Unfortunately many African political alliances collapse because of ego disguised as revolutionary loyalty.
One man says:
“I suffered for this movement.” Another says:
“I was elected by the people.” And eventually both truths begin colliding.
History is full of such examples.
Revolutionary movements often remain united while fighting a common enemy. But once victory is achieved, internal contradictions emerge. Ambition rises. Influence becomes contested. The struggle for relevance begins. The language of sacrifice slowly transforms into the language of entitlement.
That is what Senegal is witnessing today.
And yet despite this political earthquake, Senegal still offers Africa an important democratic lesson. Unlike many countries where such tensions end through military intervention, imprisonment or violent repression, Senegal’s crisis remains largely institutional and constitutional. That itself reflects the democratic maturity of the Senegalese state.
But maturity alone cannot protect a nation from instability, if political leaders continue feeding personal rivalries.
Ousmane Sonko should have understood one simple reality from the beginning. The moment he endorsed Faye and the people voted massively for him, the Presidency ceased to belong to political calculations and became a national institution. Whether Sonko liked it or not, the people transferred sovereign authority to Faye.
That authority cannot be rented. It cannot be supervised remotely. It cannot remain emotionally owned by another politician.
And it certainly cannot survive constant public undermining from a Prime Minister who believes the President owes him permanent obedience.
African politics must evolve beyond this dangerous mentality where kingmakers believe elected leaders remain permanently indebted to them. Advice is acceptable. Partnership is acceptable. Influence is normal. But public humiliation of a sitting President by his own Prime Minister is political suicide in almost every functioning system of governance.
Sooner or later the state responds. And Senegal has now responded.
President Faye also deserves careful observation moving forward. Removing Sonko may strengthen his authority, but power tests everyone eventually. Senegalese citizens will now expect him to govern decisively, independently and transparently. He can no longer rely on the revolutionary energy surrounding Sonko’s popularity. The full burden of leadership now rests entirely on his shoulders.
That burden is heavy. Because it is easier to criticize governments than to become government itself.
The Senegalese people did not vote merely for slogans. They voted for economic reform, accountability, dignity and democratic renewal. They voted for a government capable of addressing unemployment, corruption, inflation and institutional trust. Political drama cannot replace governance forever.

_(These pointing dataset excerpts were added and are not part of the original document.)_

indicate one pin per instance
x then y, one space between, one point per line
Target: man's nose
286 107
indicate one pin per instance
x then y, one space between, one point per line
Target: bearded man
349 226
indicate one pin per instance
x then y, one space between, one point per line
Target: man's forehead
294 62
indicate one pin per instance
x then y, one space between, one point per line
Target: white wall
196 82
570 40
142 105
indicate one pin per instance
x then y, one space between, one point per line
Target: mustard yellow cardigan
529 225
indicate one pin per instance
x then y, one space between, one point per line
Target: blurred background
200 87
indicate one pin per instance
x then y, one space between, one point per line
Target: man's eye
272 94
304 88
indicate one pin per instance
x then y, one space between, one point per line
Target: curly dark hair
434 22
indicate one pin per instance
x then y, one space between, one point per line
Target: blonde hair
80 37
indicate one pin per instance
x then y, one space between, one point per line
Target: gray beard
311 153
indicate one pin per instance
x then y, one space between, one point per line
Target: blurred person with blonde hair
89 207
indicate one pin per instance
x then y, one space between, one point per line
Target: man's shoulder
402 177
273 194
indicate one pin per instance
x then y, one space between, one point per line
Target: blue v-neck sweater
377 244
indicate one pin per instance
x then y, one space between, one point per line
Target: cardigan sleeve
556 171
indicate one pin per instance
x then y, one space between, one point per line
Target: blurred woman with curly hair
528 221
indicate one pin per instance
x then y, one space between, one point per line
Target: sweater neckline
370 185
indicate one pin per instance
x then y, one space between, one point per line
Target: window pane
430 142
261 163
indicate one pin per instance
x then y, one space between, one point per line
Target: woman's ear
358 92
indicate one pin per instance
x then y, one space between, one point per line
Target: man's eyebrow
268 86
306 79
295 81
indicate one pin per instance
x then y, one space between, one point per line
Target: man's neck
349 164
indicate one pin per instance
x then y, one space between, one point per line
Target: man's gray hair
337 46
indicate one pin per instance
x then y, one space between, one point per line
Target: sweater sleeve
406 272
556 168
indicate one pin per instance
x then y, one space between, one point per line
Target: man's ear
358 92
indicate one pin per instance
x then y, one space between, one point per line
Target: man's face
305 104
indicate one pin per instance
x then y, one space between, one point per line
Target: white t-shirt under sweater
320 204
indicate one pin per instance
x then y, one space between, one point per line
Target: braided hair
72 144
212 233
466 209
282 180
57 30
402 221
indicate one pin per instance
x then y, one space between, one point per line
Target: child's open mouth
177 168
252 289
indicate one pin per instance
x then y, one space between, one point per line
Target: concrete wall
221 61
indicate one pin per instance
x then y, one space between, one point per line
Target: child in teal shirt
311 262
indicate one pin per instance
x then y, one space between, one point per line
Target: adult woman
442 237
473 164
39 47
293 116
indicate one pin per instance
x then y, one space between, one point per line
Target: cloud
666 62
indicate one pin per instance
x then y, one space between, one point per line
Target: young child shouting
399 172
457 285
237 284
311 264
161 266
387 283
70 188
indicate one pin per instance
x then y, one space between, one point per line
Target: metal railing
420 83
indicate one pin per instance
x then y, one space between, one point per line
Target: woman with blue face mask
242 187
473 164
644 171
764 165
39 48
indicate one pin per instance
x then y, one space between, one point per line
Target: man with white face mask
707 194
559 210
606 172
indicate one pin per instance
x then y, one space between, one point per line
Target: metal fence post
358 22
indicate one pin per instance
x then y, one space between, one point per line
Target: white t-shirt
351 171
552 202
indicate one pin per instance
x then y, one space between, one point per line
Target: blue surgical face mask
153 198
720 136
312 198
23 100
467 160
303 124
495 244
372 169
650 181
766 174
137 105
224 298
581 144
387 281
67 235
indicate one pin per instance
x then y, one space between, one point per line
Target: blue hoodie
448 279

Africa is watching carefully.
From Freetown to Nairobi, from Abuja to Accra, many young Africans once saw the Sonko-Faye alliance as proof that a new generation of African leadership had arrived. Today that image has been shaken by the oldest disease in African politics: the struggle between influence and authority.
But perhaps this crisis may still produce wisdom.
Perhaps African politicians will finally learn that democratic legitimacy must be respected even when personal ambitions remain alive. Perhaps future alliances will understand that no leader can permanently operate under the emotional ownership of another politician.
Because once sworn into office, leadership stops being temporary. And once the people hand over the crown, only one man wears it.
The consequences of forgetting that truth are now visible before the eyes of Senegal and the entire African continent.